Su madre, con tono irónico, solía decirle que «la mujer es la última palabra del credo», es decir, amén. Siempre le animó a no ser ama de casa por obligación. Y Sara Estévez (Bilbao, 1925) se lo tomó al pie de la letra, atreviéndose con una disciplina que en aquellos años era coto cerrado de hombres: el periodismo deportivo, llegando a ser la primera cronista de fútbol del país. Porque pese a haber hecho de todo en la radio, «atentados de ETA, la explosión de Ortuella...», se la liga al Athletic de sus amores. Empezó trabajando en una fábrica donde los obreros hablaban de fútbol, y aprendió mucho. Se ofreció a hacer crónicas en Radio Juventud de Vizcaya... pero no firmaba como Sara los textos que escribía -y que luego leía un locutor-, sino como Maratón.

- ¿Por qué un seudónimo que llevaba a creer que era hombre?

- Porque era tímida. Y porque pensé que los futbolistas del Athletic podían opinar que no tenía capacidad para juzgar su actuación...

Sara, menuda ella, se sentaba al principio en las gradas de San Mamés rodeada de aficionados tomando notas con su bloc sobre las piernas. «Creerían que era una chiflada», dice. Es posible, aunque si hubiera sido hombre simplemente creerían que era periodista. Durante 20 años los oyentes supusieron que Maratón era él y no ella. Hasta que se descubrió el pastel. Se cuenta así en esta entrevista de principios de los 60 en el diario ‘Hierro’ titulada ‘Y es una mujer’: «Pero una mujer que tiene la rara habilidad de entender el fútbol como el más apasionado de los devotos del popular deporte...».

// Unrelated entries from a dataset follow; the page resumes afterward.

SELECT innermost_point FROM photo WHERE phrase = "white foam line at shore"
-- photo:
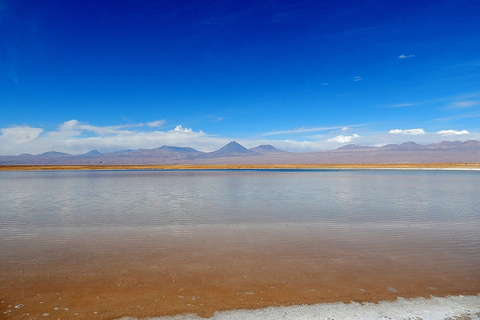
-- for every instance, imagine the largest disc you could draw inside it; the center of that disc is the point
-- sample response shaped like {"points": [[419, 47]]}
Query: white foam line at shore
{"points": [[435, 308]]}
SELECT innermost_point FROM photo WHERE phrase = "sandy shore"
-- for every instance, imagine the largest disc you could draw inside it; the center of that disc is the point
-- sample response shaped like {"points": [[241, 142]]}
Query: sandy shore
{"points": [[107, 277], [440, 165]]}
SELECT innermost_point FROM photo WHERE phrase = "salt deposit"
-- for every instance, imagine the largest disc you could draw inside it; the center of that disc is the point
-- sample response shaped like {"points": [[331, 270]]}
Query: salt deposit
{"points": [[435, 308]]}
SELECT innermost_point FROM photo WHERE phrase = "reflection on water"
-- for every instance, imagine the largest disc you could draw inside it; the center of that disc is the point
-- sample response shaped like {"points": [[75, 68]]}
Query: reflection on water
{"points": [[315, 235]]}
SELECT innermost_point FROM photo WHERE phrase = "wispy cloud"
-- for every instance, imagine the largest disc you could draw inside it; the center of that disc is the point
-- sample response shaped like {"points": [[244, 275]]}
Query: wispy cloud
{"points": [[20, 134], [413, 132], [401, 105], [314, 129], [452, 132], [464, 104], [343, 138]]}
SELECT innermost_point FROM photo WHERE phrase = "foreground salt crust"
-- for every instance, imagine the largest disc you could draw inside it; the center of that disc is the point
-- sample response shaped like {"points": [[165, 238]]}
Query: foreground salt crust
{"points": [[435, 308]]}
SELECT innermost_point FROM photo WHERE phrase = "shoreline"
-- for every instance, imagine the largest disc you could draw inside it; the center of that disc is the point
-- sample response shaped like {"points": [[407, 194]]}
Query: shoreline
{"points": [[432, 308], [421, 166]]}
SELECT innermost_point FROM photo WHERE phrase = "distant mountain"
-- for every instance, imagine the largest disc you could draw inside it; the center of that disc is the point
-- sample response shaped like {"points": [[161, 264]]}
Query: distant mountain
{"points": [[406, 146], [90, 153], [266, 149], [353, 147], [178, 149], [52, 154], [232, 149], [234, 153]]}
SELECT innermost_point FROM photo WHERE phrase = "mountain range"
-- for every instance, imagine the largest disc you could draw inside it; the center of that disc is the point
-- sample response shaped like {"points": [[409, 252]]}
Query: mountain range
{"points": [[234, 153]]}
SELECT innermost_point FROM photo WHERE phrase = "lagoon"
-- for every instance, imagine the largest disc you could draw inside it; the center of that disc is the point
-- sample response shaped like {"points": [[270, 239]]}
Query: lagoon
{"points": [[107, 244]]}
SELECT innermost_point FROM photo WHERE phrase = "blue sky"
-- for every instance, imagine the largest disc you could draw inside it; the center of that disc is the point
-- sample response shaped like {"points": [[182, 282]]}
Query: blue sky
{"points": [[300, 75]]}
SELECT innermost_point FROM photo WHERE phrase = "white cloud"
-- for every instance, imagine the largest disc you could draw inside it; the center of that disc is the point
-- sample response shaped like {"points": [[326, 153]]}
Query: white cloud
{"points": [[179, 128], [20, 134], [452, 132], [343, 139], [156, 124], [413, 132], [314, 129], [464, 104]]}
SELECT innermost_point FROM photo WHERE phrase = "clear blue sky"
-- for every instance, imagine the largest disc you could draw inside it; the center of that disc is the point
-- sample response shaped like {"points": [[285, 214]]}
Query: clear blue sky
{"points": [[300, 75]]}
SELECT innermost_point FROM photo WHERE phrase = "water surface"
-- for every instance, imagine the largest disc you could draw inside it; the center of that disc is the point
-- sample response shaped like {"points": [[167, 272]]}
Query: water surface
{"points": [[91, 242]]}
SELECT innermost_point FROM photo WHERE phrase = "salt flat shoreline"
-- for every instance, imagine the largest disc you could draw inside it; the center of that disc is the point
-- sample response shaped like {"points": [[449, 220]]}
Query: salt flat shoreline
{"points": [[422, 166]]}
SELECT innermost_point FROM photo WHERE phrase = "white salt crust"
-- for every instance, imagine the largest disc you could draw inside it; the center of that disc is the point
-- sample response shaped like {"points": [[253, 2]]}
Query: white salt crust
{"points": [[435, 308]]}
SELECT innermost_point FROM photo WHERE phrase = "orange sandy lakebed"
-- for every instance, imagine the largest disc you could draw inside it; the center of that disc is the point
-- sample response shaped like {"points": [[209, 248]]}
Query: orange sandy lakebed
{"points": [[95, 277], [111, 244], [433, 165]]}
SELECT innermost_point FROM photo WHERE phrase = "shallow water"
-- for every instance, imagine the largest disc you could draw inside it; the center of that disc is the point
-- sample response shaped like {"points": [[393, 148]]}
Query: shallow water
{"points": [[91, 242]]}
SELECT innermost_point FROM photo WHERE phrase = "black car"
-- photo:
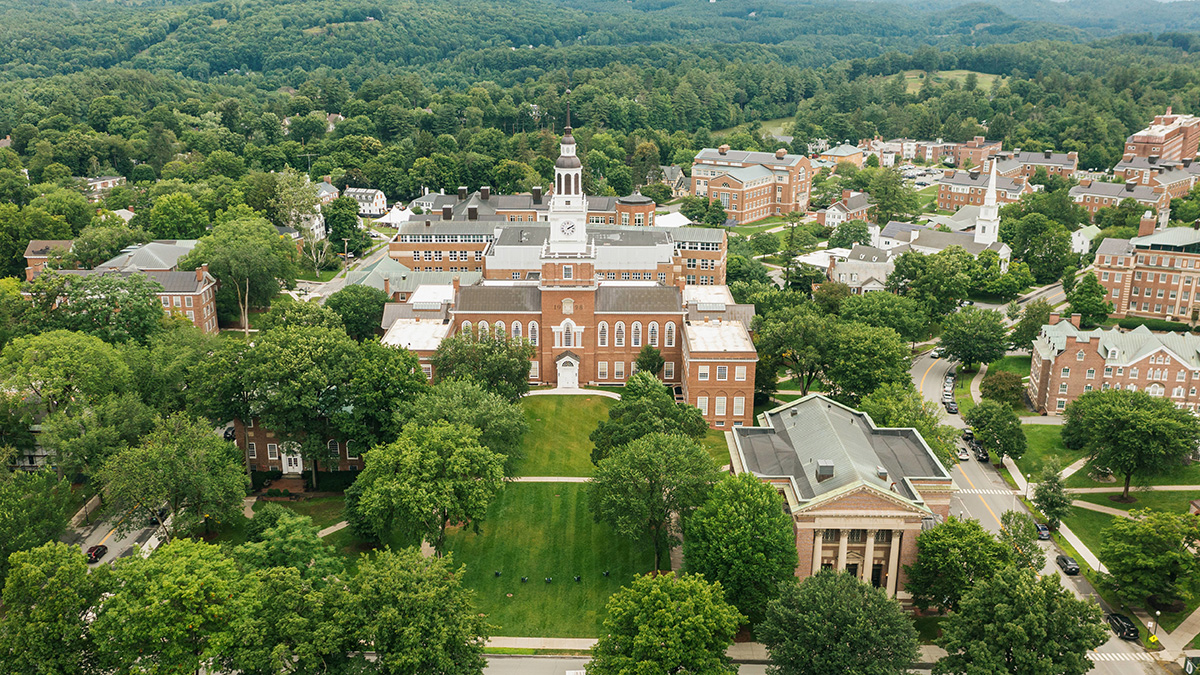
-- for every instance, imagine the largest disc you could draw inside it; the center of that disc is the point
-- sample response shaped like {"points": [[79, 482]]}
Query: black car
{"points": [[1067, 565], [96, 553], [1122, 626]]}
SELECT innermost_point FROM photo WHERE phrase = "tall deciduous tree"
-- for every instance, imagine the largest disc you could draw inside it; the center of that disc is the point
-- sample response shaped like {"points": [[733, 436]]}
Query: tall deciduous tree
{"points": [[833, 623], [641, 488], [183, 465], [1090, 300], [250, 260], [1017, 622], [47, 597], [443, 632], [666, 623], [997, 429], [1131, 432], [1050, 495], [743, 538], [1019, 533], [973, 335], [498, 363], [646, 407], [952, 557], [427, 479], [1151, 555], [360, 308], [501, 424], [166, 613]]}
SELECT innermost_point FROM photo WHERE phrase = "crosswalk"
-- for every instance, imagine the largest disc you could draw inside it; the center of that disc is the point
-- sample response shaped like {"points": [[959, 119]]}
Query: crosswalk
{"points": [[982, 491], [1122, 656]]}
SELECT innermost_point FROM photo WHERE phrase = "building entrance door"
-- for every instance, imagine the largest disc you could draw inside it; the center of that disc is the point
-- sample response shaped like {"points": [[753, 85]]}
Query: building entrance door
{"points": [[568, 374]]}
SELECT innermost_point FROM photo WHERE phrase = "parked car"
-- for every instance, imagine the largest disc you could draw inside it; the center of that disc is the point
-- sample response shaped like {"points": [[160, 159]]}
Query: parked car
{"points": [[1067, 565], [1122, 626], [95, 554]]}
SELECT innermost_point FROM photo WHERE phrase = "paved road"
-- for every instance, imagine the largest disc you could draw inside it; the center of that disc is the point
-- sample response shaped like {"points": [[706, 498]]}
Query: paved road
{"points": [[103, 532], [545, 665], [984, 496]]}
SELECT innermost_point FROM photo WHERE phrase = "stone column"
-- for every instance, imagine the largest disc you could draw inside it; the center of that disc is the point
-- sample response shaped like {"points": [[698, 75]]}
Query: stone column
{"points": [[869, 557], [817, 545], [894, 562]]}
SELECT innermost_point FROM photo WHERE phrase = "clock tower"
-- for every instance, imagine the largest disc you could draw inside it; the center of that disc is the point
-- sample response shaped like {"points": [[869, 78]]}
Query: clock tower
{"points": [[568, 207]]}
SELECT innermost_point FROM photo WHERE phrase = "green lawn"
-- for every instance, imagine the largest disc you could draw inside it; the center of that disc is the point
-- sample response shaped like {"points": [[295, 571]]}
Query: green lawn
{"points": [[323, 511], [717, 447], [1170, 501], [557, 442], [1185, 475], [1044, 442], [541, 530], [309, 275], [1020, 365]]}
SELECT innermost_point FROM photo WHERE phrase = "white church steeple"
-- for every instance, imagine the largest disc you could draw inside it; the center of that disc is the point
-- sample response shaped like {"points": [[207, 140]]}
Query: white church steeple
{"points": [[988, 223]]}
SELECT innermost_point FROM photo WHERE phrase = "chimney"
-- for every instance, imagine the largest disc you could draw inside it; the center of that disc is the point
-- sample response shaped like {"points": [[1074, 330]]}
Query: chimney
{"points": [[1146, 226]]}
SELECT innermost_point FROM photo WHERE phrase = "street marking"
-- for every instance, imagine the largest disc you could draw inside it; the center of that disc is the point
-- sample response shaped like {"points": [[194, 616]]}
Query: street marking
{"points": [[984, 501], [972, 491], [927, 375], [1123, 656]]}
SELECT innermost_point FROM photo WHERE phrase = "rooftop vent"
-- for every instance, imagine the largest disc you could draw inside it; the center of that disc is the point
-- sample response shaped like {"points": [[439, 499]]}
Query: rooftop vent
{"points": [[825, 470]]}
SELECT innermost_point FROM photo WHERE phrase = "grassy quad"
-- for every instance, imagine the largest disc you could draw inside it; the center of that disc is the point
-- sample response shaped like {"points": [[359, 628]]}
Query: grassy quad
{"points": [[539, 530], [557, 442]]}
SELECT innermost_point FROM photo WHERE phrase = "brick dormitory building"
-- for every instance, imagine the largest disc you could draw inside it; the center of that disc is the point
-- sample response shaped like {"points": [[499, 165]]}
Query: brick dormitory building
{"points": [[1069, 362], [858, 495], [587, 281]]}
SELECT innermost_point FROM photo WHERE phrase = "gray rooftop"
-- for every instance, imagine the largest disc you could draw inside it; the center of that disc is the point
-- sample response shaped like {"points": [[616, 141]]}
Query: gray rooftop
{"points": [[483, 298], [814, 429], [649, 299]]}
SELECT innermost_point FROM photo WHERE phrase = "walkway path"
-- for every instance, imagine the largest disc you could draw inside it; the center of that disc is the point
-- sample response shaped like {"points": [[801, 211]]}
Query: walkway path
{"points": [[1101, 508], [557, 392]]}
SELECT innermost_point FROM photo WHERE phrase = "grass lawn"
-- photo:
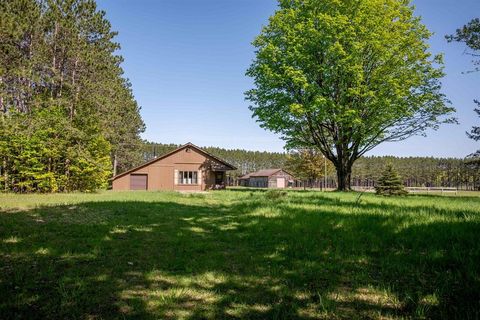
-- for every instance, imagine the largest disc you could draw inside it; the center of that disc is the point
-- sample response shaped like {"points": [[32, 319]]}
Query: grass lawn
{"points": [[239, 254]]}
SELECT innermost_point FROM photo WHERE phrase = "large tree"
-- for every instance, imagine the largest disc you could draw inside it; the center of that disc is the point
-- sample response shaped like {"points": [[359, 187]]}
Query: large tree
{"points": [[345, 76], [470, 35]]}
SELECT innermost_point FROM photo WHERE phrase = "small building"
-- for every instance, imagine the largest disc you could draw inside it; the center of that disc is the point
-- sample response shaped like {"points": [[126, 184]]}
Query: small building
{"points": [[187, 168], [268, 178]]}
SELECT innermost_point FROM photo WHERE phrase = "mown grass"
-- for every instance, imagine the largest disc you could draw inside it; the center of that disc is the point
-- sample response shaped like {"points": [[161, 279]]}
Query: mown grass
{"points": [[243, 254]]}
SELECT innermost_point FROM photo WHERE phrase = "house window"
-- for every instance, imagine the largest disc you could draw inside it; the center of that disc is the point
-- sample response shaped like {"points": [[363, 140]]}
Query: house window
{"points": [[187, 177]]}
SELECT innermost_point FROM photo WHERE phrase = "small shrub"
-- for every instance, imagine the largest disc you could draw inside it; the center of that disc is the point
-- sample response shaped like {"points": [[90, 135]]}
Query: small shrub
{"points": [[390, 184]]}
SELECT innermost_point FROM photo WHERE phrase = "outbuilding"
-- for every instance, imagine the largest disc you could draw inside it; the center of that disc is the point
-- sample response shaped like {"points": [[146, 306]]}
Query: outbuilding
{"points": [[268, 178], [187, 168]]}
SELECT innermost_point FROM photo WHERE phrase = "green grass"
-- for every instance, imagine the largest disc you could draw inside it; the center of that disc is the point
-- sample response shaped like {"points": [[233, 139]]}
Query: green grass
{"points": [[239, 254]]}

«¿Qué supone que lo hayamos descubierto?», le preguntaban. Y ella respondía: «No creo que me favorezca. Más bien creo que me perjudica. Quisiera no decepcionar a los que confiaban hasta ahora en mí. No creo que tenga mayor importancia que una mujer hable de fútbol. Es algo tan popular e intrascendente que todo el mundo puede opinar. No es raro que me haya atrevido. ¿No te parece?». «Claro que no. Eres mujer…», contestaba de forma enigmática el preguntador preguntado.

Recuerda Sara la primera vez que acudió al palco de prensa: «Creo que mi llegada les molestó un poco. Eran mayores, fumaban mucho, decían palabrotas y yo les iba a amargar la vida. Me senté, me miraron todos a la vez, y dije en voz alta: ‘Soy de Radio Juventud y creo que mi sitio es este’. No tuve más problemas».

«Los dueños de la barraca»

Peleó para que las mujeres tuvieran los mismos derechos que los hombres en el club, ellos eran socios y ellas, por el mismo precio, abonadas... «La mayoría de los socios se negaba a aceptarlas sobre todo porque iba a afectar a la numeración del carné...». Ahora defiende que se pague al Athletic femenino un sueldo de profesional, «porque, si no, muchas deben dejarlo para trabajar en otra cosa, y así el fútbol femenino no llega a nada. Y que las dejen jugar en San Mamés los partidos importantes. Cuando ganaron la Liga pensé que no había que sacar la gabarra, pero cambié de opinión al ver el recibimiento masivo que tuvieron».

- Dice Matilde Fontecha, doctora en Filosofía y licenciada en Ciencias de la Actividad Física y el Deporte, que este es el ámbito que más discrimina a la mujer.

- Puede que sea cierto. En el tenis de las estrellas las chicas se quejan de que sus salarios son más bajos. Y los logros masculinos siempre se han valorado más. Incluso los premios son más altos para ellos (en una prueba de surf los chicos ganaban 2.000 euros y ellas solo 500).

En México, las periodistas deportivas denuncian que se cuestiona con insultos su valía y que las usan como floreros. Aquí sorprende que en la tele las periodistas sean jóvenes y guapas mientras que ellos... «Son los dueños de la barraca y las elijen por el físico, sin dudar de su capacidad. Ellos pueden ser viejos, feos y con barriga».